City scope: politricks of the trade
Tinnie Chow in New York
On hearing that I worked and lived in the mainland for three years (from 2007-2010), people often ask me if they should be afraid of the country. Had I not experienced it for myself I might sympathise with such xenophobic trepidation. Reading news about China, even I get a bad taste in my mouth.
The Western press tends to favour stories about corruption, murder, internet censorship, the one-child policy and hor-rific working conditions. No wonder Barack Obama and Mitt Romney took such a hard line on the country during pre-election debates in the United States. It seems China was a convenient scapegoat when it came to America's economic decline and cracking down on its iniquities was the best solution either Democrat or Republic could muster for mending their own country's weakened financial system.
Republican Romney vowed to "get tough on China from day one" and labelled it a currency manipulator, opening the door to trade sanctions, while the president asserted he had been "twice as tough" on China as his predecessor, George W. Bush.

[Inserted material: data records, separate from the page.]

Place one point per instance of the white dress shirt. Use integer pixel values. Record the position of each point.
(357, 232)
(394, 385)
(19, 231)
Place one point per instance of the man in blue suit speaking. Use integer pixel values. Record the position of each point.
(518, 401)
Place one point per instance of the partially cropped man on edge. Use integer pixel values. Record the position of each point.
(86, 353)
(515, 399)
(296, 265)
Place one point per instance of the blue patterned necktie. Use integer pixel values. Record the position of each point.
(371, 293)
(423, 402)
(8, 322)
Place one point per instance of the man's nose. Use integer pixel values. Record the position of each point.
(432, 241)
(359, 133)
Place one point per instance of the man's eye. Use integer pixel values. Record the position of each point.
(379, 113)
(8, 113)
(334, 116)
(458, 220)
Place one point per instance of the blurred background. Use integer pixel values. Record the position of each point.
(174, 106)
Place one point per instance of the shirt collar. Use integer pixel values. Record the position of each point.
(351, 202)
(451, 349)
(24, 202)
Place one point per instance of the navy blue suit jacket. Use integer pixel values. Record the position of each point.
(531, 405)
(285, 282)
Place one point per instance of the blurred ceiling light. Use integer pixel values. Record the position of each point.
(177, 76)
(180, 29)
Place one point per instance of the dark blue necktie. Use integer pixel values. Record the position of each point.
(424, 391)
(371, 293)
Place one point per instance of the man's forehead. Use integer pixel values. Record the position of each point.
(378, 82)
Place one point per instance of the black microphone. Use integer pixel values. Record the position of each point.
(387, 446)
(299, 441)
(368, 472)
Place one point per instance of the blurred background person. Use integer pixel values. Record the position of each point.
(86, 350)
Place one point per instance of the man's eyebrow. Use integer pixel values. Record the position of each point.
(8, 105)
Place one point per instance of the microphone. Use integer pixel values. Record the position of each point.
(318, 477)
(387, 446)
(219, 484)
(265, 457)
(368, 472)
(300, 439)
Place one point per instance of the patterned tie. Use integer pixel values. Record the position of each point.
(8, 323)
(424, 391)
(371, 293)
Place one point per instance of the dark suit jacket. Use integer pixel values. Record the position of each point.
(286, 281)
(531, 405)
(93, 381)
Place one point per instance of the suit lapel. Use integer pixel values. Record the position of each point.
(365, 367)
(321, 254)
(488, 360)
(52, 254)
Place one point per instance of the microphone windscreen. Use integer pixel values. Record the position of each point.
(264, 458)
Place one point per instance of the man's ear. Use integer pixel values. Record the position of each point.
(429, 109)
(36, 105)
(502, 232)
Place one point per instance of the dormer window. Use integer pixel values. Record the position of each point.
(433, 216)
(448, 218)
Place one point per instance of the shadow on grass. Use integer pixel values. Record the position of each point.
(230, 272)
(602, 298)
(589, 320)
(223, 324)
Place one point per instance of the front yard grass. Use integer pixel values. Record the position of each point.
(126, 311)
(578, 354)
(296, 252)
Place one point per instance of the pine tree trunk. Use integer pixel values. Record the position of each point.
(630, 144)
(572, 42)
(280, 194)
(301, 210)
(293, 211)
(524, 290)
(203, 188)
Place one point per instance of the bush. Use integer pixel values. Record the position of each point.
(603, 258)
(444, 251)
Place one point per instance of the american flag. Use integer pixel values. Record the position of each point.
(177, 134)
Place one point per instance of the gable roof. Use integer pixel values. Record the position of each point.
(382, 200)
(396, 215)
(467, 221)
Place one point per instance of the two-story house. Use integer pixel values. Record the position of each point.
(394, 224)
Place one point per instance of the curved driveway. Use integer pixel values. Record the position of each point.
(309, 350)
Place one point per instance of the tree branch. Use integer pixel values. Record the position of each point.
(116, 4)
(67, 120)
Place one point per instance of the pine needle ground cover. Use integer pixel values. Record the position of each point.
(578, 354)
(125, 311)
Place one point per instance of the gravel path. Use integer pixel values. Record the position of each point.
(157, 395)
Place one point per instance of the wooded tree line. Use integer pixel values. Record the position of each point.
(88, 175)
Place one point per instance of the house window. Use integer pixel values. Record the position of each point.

According to Eduardo Porter, in a New York Times article headlined, Better Ways to Deal With China, this approach is nothing new. Back in the 1980s, then president Ronald Reagan did a similar thing in his second term, blaming Japan - with which, incidentally, the US still runs a significant trade deficit - for America's decline.
Getting tough on China may or may not have helped Obama win re-election, but the last thing America needs is a trade war with China. Now he is safely ensconced back in the Oval Office, perhaps he should get his own house in order and leave China to its new leadership.